Prior to estimating posterior probabilities, we assessed convergence of the independent MULTIDIVTIME chains using the R package ‘boa’ v1.1.8100 to ensure the runs reached a stationary distribution. We examined each chain and its parameters (divergence time and rate for each node) independently for convergence using the corrected scale reduction factors (CSRF) from54, 55. A chain is suggested to have converged when the CSRF is 1, or more specifically, when the 97.5% upper confidence limit of the estimate is ≤1.254. Furthermore, we also examined for convergence across all parameters and chains simultaneously using the multivariate potential scale reduction factor (MPSRF)54, 55. The MPSRF converges to 1 upon reaching stationarity when the number of steps is reasonably large. After convergence was verified, all chains were combined and the posterior density mean and 95% CIs were estimated for the parameters. We repeated the above analysis in MULTDIVTIME using only the first and second codon positions with a modified rtrate = 0.012.

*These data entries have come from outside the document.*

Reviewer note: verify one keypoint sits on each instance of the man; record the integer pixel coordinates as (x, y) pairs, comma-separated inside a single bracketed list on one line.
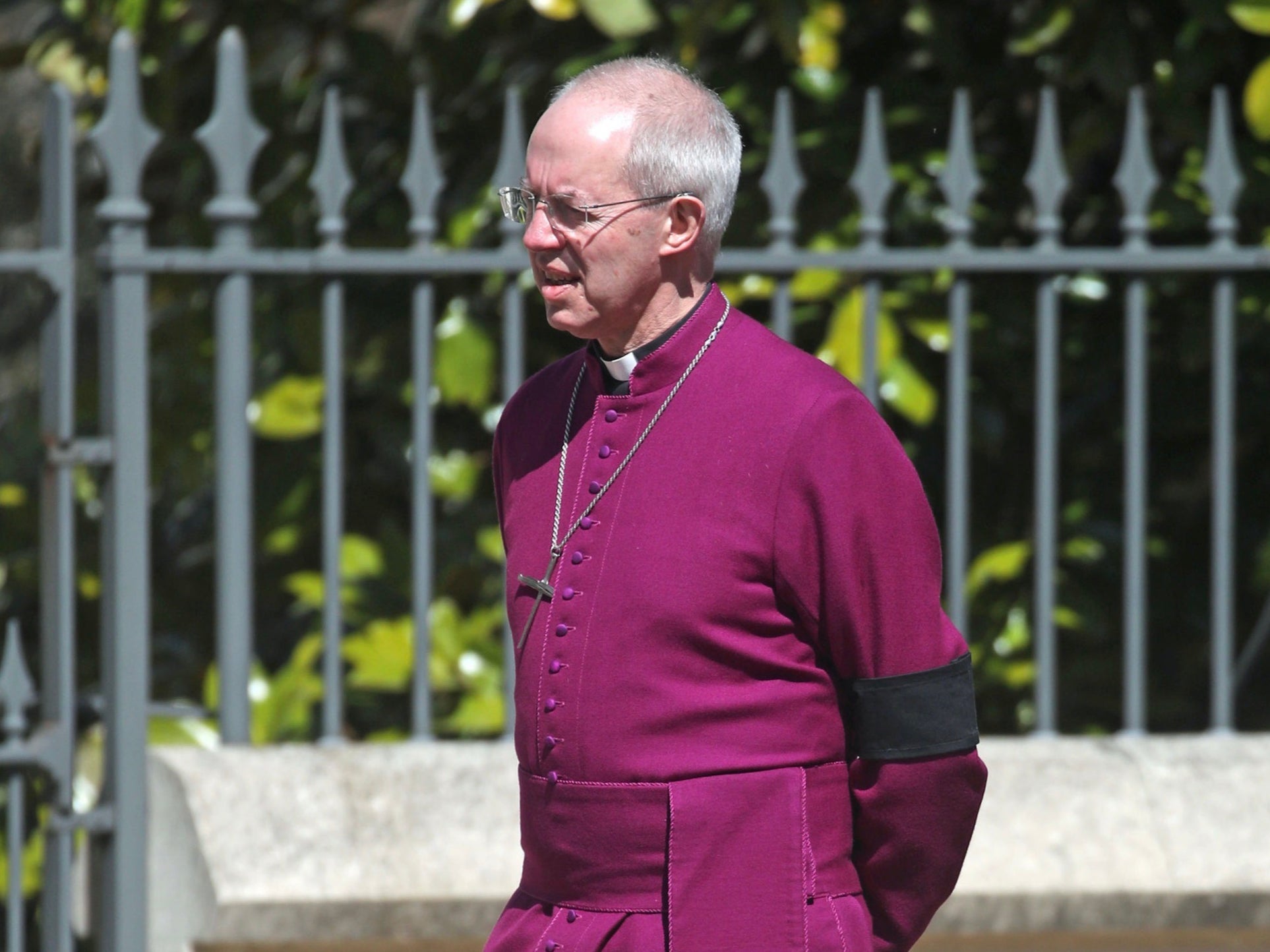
[(742, 717)]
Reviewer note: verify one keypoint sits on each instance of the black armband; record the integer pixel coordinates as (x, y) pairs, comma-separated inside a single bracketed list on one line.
[(907, 716)]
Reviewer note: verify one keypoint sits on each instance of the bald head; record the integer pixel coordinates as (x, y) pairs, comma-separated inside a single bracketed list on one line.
[(682, 136)]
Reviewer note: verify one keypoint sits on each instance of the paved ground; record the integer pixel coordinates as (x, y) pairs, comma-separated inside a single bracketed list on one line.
[(1188, 941)]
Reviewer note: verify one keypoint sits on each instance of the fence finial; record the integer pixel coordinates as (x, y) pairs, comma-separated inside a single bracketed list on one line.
[(1135, 178), (511, 158), (1046, 175), (872, 179), (422, 179), (1222, 177), (123, 137), (961, 179), (231, 136), (783, 179), (17, 690), (330, 182)]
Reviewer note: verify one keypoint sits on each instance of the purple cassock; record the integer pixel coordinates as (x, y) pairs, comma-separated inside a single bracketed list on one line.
[(742, 719)]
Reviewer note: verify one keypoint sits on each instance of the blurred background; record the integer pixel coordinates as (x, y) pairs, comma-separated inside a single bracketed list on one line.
[(466, 53)]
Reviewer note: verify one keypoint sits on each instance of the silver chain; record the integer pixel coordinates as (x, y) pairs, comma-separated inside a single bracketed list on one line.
[(557, 540)]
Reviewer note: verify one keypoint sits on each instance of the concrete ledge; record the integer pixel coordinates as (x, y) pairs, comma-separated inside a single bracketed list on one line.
[(419, 842)]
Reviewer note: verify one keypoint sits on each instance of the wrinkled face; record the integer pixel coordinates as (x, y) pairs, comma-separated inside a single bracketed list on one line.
[(599, 276)]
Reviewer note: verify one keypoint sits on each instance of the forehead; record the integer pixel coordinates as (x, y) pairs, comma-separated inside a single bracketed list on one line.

Because mtDNA evolves rapidly, it is often subject to the effects of saturation (multiple mutations at a single site) – especially at deep divergence times101, 102. As a result, divergence estimates need to take into account the possible effects of saturation. To determine the potential for saturation effects in our dataset, we used the DNA saturation analysis suggested in ref. 101. Briefly, at low levels of divergence the ratio of transitions to transversions (Ti/Tv) in mtDNA is relatively high. However, as divergence increases, the chance for multiple transversions at a site increases, thus the Ti/Tv ratio approaches 1:2 when base frequencies are equal and phylogenetic information is eventually lost. Therefore, the simultaneous comparison of divergence and Ti/Tv ratio (as a proxy for saturation) serve as an indicator for phylogenetic information101. We calculated the proportion of transitions (%Ti)101 to avoid instances where no transversions occurred and compared it with pairwise sequence divergence to assess the potential for saturation. Regions of low %Ti (≤50%)101 were defined as likely affected by saturation. We performed the DNA saturation analysis separately for all sites in the protein-coding sequences and also for the first and second codon positions.

Availability of data

The complete camel mitochondrial genomes obtained in this study are deposited in Genbank with accession numbers listed below: Drom439 (Qatar): KU605072, Drom795 (Saudi Arabia): KU605073, Drom796 (Saudi Arabia): KU605074, Drom797 (Saudi Arabia): KU605075, Drom801A (Austria): KU605076, Drom802 (UAE, Dubai): KU605077, Drom806 (Kenya): KU605078, Drom816 (Sudan): KU605079, Drom820 (Pakistan): KU605080, DC158 (Austria): KU666460, DC269 (Kazakhstan): KU666461, DC399 (Mongolia): KU666462, DC400 (Mongolia):KU666463, DC402 (Mongolia): KU666464, DC408 (Mongolia): KU666465, WC214 (Mongolia): KU666451, WC216 (Mongolia): KU666452, WC218 (Mongolia): KU666453, WC219 (Mongolia): KU666454, WC220 (Mongolia): KU666455, WC247 (Mongolia): KU666456, WC303 (Mongolia): KU666457, WC304 (Mongolia): KU666458, WC305 (Mongolia): KU666459.